Die neuen starken Männer im US-Kongress
Verkehrte Welt in der Herzkammer der US-Demokratie. Bei den Demokraten, die ab Jänner im Repräsentantenhaus in der Minderheit sind, ist der Generationswechsel geräuschlos gelungen. Auf die Fraktionsvorsitzende Nancy Pelosi, die 20 Jahre den Taktstock hielt, folgt der 52-jährige Hakeem Jeffries – der erste Afroamerikaner, der im US-Kongress eine Partei anführt. Ein redegewandter Taktiker und eine Integrationsfigur, der auch mit Sneakers zum Dreiteiler nicht daneben aussieht.
Auf der republikanischen Seite, die mit 222 von 435 Sitzen bei den Zwischenwahlen im November eine dünne Mehrheit errungen hat, herrscht dagegen so etwas wie eine Palast-Revolte. Kevin McCharthy, der am 3. Jänner unbedingt zum Fraktionschef der Republikaner und Sprecher des Repräsentantenhauses gewählt werden will – was ihn hierarchisch zur Nummer drei in den Staaten machen würde – kämpft bis zur letzten Minute gegen Abweichler vom ultrarechten Rand. Sie wollen ihn erpressen. Ohne ihre Mithilfe kann er die nötigen 218 Stimmen nicht bekommen.

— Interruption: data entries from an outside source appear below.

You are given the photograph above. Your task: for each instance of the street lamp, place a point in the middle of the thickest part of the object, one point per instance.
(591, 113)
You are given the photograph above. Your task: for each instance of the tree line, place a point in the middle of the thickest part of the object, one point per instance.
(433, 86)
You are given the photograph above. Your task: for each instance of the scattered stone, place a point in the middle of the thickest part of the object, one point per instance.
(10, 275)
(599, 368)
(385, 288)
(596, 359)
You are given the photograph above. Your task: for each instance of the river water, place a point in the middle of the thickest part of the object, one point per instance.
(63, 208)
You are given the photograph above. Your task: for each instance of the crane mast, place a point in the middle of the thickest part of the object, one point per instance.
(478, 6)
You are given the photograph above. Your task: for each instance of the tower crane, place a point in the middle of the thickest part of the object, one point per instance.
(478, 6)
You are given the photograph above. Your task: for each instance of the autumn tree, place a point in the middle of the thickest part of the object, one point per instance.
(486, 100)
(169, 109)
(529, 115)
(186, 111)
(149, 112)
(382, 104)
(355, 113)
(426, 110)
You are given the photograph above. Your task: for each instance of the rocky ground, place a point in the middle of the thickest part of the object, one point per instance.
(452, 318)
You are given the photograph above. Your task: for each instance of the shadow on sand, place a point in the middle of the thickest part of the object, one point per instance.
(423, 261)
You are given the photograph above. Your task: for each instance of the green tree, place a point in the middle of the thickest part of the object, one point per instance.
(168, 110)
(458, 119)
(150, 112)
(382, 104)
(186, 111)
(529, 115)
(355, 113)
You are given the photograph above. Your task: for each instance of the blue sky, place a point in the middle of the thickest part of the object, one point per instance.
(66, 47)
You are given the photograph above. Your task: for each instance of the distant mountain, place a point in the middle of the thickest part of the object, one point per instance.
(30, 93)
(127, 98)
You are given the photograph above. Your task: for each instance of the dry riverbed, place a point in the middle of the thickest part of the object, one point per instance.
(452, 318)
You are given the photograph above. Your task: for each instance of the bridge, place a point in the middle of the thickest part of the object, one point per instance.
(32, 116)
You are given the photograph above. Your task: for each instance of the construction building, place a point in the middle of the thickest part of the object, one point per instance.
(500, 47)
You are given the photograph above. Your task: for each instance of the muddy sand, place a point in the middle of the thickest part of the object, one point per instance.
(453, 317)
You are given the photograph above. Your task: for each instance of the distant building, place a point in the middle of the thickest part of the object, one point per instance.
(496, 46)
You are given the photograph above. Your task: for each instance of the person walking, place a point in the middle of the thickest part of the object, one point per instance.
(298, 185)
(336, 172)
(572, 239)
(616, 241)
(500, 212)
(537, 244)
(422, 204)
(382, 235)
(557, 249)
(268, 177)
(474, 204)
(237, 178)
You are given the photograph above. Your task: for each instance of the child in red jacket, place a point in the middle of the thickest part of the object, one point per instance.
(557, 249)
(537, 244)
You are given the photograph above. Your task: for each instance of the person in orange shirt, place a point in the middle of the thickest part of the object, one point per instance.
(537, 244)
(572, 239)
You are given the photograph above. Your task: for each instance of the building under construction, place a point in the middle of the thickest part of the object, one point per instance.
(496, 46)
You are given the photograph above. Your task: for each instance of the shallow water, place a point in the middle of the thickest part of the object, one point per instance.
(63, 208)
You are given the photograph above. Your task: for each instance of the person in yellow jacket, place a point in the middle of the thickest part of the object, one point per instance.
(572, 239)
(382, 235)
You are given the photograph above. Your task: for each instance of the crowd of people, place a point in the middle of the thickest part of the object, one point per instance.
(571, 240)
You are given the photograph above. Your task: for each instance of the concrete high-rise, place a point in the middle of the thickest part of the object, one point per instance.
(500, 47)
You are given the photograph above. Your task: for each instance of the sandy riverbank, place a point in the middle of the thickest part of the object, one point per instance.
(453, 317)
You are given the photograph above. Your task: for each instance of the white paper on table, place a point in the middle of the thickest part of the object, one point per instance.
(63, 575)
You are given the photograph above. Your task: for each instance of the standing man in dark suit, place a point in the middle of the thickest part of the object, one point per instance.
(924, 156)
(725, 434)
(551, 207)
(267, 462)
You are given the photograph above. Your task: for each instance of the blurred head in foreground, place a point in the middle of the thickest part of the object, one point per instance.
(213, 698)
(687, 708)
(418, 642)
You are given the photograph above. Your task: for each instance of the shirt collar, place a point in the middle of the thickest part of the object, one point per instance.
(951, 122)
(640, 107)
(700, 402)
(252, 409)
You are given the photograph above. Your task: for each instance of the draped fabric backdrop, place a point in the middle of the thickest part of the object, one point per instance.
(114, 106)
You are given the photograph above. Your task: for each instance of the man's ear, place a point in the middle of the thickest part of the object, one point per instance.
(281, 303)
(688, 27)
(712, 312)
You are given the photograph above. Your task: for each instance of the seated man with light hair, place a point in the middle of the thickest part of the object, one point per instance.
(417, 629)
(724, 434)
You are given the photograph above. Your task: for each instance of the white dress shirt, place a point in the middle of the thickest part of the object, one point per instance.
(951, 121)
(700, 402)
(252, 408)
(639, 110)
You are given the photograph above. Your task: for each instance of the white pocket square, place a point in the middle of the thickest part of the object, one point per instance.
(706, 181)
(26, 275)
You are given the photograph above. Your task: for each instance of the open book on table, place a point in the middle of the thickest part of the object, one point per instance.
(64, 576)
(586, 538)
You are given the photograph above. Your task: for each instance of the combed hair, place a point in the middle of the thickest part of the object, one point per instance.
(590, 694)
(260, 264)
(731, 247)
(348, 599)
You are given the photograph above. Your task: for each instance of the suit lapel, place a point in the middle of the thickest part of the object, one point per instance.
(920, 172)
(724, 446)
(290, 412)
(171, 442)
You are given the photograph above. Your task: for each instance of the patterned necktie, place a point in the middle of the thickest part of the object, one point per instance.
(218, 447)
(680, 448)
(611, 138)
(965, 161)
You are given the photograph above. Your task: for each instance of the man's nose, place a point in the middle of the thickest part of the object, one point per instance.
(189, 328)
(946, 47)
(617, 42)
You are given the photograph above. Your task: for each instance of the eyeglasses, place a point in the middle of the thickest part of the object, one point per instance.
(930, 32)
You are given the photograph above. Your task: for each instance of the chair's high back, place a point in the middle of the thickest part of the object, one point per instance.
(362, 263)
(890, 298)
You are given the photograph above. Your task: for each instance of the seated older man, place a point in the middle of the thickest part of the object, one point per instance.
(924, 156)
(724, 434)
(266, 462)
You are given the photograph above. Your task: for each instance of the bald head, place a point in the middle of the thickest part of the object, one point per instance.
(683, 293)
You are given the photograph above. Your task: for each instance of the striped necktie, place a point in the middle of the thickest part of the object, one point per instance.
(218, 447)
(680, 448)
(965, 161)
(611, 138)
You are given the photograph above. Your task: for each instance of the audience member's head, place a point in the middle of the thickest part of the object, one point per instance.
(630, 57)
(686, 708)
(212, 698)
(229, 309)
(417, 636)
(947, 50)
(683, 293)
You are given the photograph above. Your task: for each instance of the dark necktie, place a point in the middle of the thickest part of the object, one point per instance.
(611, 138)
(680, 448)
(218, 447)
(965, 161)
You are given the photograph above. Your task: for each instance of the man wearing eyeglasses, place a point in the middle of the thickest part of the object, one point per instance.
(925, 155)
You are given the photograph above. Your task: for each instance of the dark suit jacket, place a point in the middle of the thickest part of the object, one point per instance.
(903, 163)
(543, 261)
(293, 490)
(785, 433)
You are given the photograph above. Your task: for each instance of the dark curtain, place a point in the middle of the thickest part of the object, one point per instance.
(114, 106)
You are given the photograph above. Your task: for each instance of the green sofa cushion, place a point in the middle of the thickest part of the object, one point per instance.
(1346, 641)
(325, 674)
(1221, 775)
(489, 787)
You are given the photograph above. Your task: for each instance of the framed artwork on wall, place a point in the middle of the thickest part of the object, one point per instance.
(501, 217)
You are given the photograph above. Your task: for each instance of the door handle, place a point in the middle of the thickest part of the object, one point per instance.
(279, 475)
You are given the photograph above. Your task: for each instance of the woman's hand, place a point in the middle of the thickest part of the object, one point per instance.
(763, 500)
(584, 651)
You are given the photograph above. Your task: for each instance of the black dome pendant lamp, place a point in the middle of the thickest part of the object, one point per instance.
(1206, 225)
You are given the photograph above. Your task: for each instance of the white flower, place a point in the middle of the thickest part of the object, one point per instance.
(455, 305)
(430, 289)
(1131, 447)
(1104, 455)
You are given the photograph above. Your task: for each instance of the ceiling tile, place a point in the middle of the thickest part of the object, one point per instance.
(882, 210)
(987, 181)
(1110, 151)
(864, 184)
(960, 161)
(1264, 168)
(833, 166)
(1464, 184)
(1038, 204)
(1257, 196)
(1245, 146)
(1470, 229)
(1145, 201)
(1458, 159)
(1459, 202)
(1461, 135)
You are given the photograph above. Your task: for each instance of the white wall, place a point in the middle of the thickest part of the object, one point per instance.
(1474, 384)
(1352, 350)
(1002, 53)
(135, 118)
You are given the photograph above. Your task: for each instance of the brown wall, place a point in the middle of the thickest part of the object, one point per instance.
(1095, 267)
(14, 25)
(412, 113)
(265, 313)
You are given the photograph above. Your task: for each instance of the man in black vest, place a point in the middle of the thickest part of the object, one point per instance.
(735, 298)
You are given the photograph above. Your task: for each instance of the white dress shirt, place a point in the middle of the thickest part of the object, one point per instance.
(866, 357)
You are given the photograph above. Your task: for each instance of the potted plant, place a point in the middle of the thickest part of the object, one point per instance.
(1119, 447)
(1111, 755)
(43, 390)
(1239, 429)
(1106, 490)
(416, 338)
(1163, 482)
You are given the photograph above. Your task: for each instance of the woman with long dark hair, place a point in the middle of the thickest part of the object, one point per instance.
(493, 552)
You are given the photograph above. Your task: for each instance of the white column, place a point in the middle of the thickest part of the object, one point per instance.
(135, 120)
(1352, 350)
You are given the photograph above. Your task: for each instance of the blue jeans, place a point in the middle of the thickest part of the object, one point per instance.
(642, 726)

Wer sind die neuen starken Männer im Kongress? Oder ist McCarthy, selbst wenn er nach mehreren Wahlgängen und Deals mit den Radikalen in den eigenen Reihen gewählt würde, schon am ersten Tag ein Schwächling?
Jeffries im Stil Obamas
Hakeem Jeffries, Vater zweier Kinder, kommt aus Crown Heights, kein einfaches Viertel im New Yorker Stadtteil Brooklyn. Als Sohn einer Sozialarbeiterin und eines Drogenhelfers kennt er die urbanen Problemlagen aus dem Effeff. Auch daher rührt sein großes Engagement gegen Polizeigewalt.
Jeffries hat Politik und Jus studiert, arbeitete als Wirtschaftsanwalt. 2006 bekam er sein erstes Mandat im Bundesstaatsparlament in Albany. Sechs Jahre später der Wechsel nach Washington. Binnen eines Jahrzehnts hat sich der Schwarze, ähnlich wortgewaltig wie Barack Obama, an die Spitze einer von Moderaten und Progressiven in eine Dauerzerreißprobe geführten Partei vorgearbeitet.
Er ist der politische Ziehsohn von Nancy Pelosi (82), die ihm wichtige Aufgaben übertrug, etwa beim Amtsenthebungsverfahren gegen den einstigen Präsidenten Donald Trump. Jeffries zählt selbst zum progressiven Flügel, muss aber darauf achten, dass die Balance zu den gemäßigten Teilen der Fraktion gewahrt und die Politik des Weißen Hauses nicht beschädigt wird. Als Minderheiten-Führer hat er ansprechbar zu sein. Bei Jeffries hört sich das so an: „Unsere Verpflichtung ist es, die Hand auszustrecken, wann immer und wo immer es möglich ist.“
McCarthy unter Druck
Kevin McCarthy steht danach nicht unbedingt der Sinn. „Speaker“ des Repräsentantenhauses wird man nicht ohne Kollateralschäden. Die Position ist so mächtig und die Rechts-links-Spektren der beiden großen Parteien so weitläufig, dass man es nie allen recht machen kann. McCarthy, geboren und immer noch gemeldet im kalifornischen Bakersfield, weiß als Sohn eines Feuerwehrmannes, dass Brände, die nicht früh genug ausgetreten werden, in die Fläche ausgreifen können. Und bei den Republikanern brennt es lichterloh.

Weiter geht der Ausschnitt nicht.